104. The method of claim 86, wherein the at least one renal biomarker comprises SIX2, OSR1, LHX1, RET, and FGF8.
105. The method of claim 87, wherein the at least one renal biomarker comprises SIX2, OSR1, LHX1, RET, and FGF, and If, upon further determination, more than 0% and at most about 6% of the enriched heterogeneous kidney cell population express SIX2, more than 0% and at most about 85% of the enriched heterogeneous kidney cell population express OSR1, more than about 8% and at most about 58% of the enriched heterogeneous kidney cell population express LHX1, more than 0% and at most about 90% of the enriched heterogeneous kidney cell population express RET, and more than 0% and at most about 59% of the enriched heterogeneous kidney cell population express FGF8, then the enriched heterogeneous kidney cell population is identified as having therapeutic potential.

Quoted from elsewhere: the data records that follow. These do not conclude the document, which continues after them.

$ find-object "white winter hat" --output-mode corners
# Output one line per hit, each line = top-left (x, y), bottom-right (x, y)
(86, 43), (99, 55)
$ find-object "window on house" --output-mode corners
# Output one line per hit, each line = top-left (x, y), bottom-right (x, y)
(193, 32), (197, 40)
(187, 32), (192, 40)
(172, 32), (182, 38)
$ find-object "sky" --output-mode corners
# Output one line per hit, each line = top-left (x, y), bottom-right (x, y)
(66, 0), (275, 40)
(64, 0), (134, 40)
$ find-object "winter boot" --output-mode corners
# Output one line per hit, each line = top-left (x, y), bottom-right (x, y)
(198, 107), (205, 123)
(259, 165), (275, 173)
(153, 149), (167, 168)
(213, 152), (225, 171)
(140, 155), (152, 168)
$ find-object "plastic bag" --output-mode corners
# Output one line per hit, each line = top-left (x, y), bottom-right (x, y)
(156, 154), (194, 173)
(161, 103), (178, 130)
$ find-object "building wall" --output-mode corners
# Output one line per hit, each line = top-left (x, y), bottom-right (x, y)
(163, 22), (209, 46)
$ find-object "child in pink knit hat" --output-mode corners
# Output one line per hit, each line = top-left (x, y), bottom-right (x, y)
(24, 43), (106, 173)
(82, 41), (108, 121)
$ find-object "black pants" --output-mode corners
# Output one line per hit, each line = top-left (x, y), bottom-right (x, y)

106. The enriched heterogeneous kidney cell population identified by the method according to any one of claims 1-105.
107. A pharmaceutical composition comprising the enriched heterogeneous renal cell population as described in claim 106.
108. A method for treating kidney disease in patients in need, the method comprising: Administer a therapeutically effective amount of the pharmaceutical composition according to claim 107.
109. Use of the pharmaceutical composition according to claim 107 in the preparation of a medicament for treating kidney diseases.
110. The enriched heterogeneous kidney cell population of claim 106, wherein the population is prepared via a method including a density gradient separation step.
111. The enriched heterogeneous kidney cell population of claim 110, wherein the population comprises cells with a buoyancy density greater than about 1.04 g / mL.